Is this normal? I'm hoping it's because I don't have the forward deck skin on right now (to keep from inadvertantly bending the canopy frame skin when I raise the canopy.) Hopefully the subpanel is flexing that much...

Anyone have this same issue? I was expecting some forward movement - but this is unsightly!!! :confused:
 
Yes this is somewhat normal... mine's not the prettiest either. Build on! No one can see it when you're going 200 mph (unless you're in formation, I guess).
 
Ditto,

I know it it very frustrating. The forward skin and the addition supports on the inside stiffens the canopy up significantly. At least try to clecko everthing into place before you make serius changes, with as much cleckos as possible! Then when you rivet it will be close, but still not perfect.

Regards
Rudi
 
Then dont forget to open the canopy and hook the canopy skin on the fwd skin so it gets a nice crease in it. Dont ask. EJ
 
One more suggestiong...

Until the forward skin is riveted down, don't try to do final alignment on the latch hooks. One more thing that I learned the hard way.

Kent
 
Your not alone

The gas springs force the canopy frame (riveted or not, forward skin riveted or not) forward. In addition they force the frame outward as well. Keep building as everyone has suggested and check the fit once the forward skin in riveted in place.

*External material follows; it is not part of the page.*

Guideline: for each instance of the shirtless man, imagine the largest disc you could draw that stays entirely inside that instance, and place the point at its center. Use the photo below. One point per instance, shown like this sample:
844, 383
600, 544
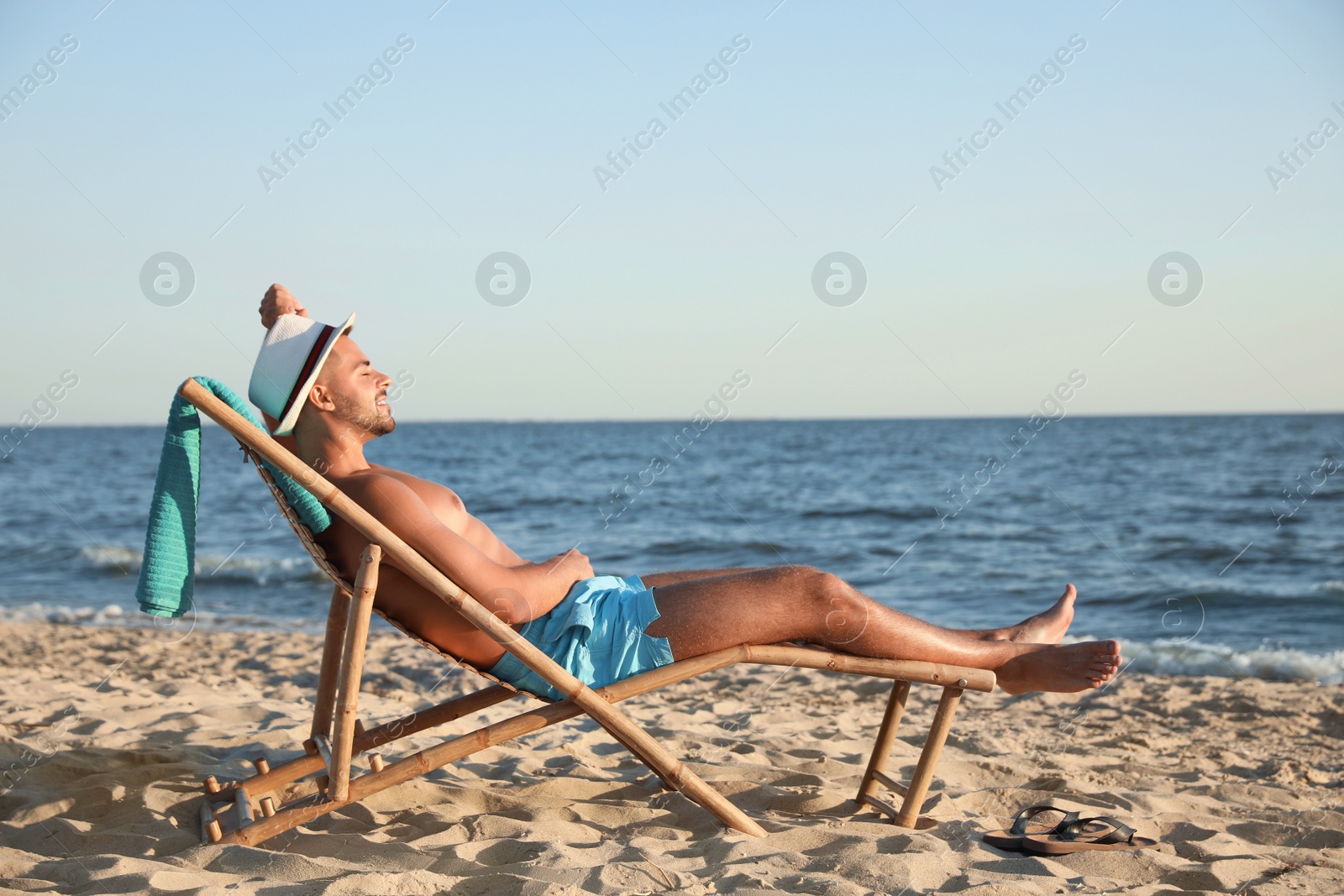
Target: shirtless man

When messing with the canopy with the forward top skin clecoed in place make sure you don't install all the clecos because the canopy top skin will hit them and damage will occur.

In addition as many have noted as the canopy swings open, the forward edge of the canopy top skin may catch on the aft edge of the forward top skin so be very careful opening the canopy unit all skins are riveted in place.

Paul
RV-7A finishing
 
BEFORE YOU CLOSE THE CANOPY.

Before you close the canopy for the first time WITH THE FORESKIN ON, have someone, -preferably YOU- sit inside the cockpit whilst it is closed.
Then VERY slowly and gently open the canopy whilst the bloke outside looks to see if the canopy skin catches on the foreskin.
IF IT DOES YOU CAN RELEASE THE CANOPY HINGE PINS, (unclip the struts- did you know they can be snapped out at the balljoint?) and then move it aft slightly and Lift it off.

As others have said, until everything is riveted or at least cleco'd, you won't see the final result.

Additionally, I had the frame fitting perfectly and then found, the squeezing of the rivets distorted the frame. That occured with the joins in the side rails and the joins in the canopy roll frame.
In particular, the canopy roll frame moved out 1/4" after riveting the splice at the top centre. So I drilled out all rivets bar one which I left as a pivot. I then tied a piece of cord across the lower edges, pulled the frame inwards until it was 1/4" too narrow on the canopy rails and riveted it. When I undid the cord the frame sprung out to be a perfect fit.
It is the most frustrating part.
If it gets too much the best solution is a beer and a long look and think from 10' away.
Pete.
 
fodrv7 said:
Before you close the canopy for the first time WITH THE FORESKIN ON,

Yikes!! :eek: Pete...
Since I was a newborn I don't think mine has been removable. :D

Seriously guys - thanks for all the great advice.